I do argue that, when you have an offer for three of the four main parties and a qualification for the fourth, it cannot be denied that a sincere and systematic effort is being made to restore the political life of Poland, and, of course, I think that, in our assessment of the situation, it is proper that we should remember that democratic life, or, at any rate, democratic politics as we normally think of them, have been suspended in this tragic country for substantially longer than the duration of this war. That conditions in Poland are far from ideal, no one in the Government is going to pretend otherwise. It is not to the expected that they could be ideal after six years of war and after the previous history of that country. Life is hard, much remains to be done, but that is no reason for standing aside. All Poles are needed in Poland to play their part in developing the large territories which have now been placed under Polish administration, and I am indebted to my hon. and gallant Friend for that admission in his speech. The Foreign Secretary, in his speech of 20th August,: asked all Poles abroad to return and take their share in that responsibility and in that way. We hope that, very shortly, we will have started the flow of Poles from this country back to their own.

We are optimistic that with the consent of the parties interested we may, within a very few weeks, have started the return of Poles who wish to return from Field-Marshal Montgomery's zone, and I very much dislike what I thought were rather irresponsible figures quoted by the hon. and gallant Gentleman.
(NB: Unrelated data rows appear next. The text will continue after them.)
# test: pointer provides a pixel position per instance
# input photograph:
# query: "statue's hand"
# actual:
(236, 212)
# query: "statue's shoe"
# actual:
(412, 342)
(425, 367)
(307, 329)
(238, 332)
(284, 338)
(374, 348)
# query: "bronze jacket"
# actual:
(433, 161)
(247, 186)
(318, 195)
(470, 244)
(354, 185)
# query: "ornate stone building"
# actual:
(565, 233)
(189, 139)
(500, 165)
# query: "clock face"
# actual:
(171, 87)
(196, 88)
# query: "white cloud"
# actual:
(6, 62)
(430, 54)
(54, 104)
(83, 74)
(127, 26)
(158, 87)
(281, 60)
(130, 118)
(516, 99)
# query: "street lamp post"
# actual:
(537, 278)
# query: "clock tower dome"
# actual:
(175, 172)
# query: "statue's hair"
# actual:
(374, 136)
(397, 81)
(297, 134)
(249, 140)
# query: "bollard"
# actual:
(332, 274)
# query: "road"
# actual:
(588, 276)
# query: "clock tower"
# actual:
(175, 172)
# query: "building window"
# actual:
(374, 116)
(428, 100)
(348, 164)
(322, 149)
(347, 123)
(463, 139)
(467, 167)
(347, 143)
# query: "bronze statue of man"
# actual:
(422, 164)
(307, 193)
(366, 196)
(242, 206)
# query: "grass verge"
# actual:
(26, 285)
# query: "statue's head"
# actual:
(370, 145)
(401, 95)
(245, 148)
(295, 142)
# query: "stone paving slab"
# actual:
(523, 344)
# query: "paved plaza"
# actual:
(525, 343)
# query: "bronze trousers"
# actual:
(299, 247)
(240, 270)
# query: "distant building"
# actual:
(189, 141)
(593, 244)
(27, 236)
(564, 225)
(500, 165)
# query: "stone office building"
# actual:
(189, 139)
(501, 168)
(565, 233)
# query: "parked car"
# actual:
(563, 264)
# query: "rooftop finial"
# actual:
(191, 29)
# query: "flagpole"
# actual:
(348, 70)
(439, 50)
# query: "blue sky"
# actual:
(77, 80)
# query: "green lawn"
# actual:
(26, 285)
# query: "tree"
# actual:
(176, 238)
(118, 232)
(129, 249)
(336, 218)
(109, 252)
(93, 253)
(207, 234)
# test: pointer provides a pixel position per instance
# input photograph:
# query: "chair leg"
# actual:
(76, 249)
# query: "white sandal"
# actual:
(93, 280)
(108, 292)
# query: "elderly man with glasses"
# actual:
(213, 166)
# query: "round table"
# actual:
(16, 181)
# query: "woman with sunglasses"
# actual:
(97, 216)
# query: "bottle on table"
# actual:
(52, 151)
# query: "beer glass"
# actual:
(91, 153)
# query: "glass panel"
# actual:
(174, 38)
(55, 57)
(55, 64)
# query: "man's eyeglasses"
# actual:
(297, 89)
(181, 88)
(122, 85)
These Poles are going to take their share in running their country, and there is a great urgency for them. We hope very shortly the Provisional Government will give us facilities for sending observers into the territory which they now administer. We know a little about it already. This House, which has always listened this week gravely and not without emotion to Members pointing to what may happen in Europe from hunger and disease during this oncoming winter, will be impressed if I tell them that in Western Poland just now we know there are crops which cannot be garnered unless we get the man power back there quickly. We are going to do what we can. We are being backed by the Provisional Government, which is displaying great energy and imagination in the re-start of the economic life which lies in their control. I do plead earnestly with every one who is truly a friend of the Poles—and I would be impertinent if I suggested otherwise than that the three hon. Members to whom we are indebted for this discussion are not real friends of the Poles—and all who think of themselves in that way that they must band themselves to see that those Polish men and women who want to go back to their homes and their country are given every inducement to do so. We can help in recreating a healthy Poland, and we will, so will every nation in Europe, and so will everyone of the United Nations, but we cannot have a healthy and restored Poland without the Poles themselves to do the job.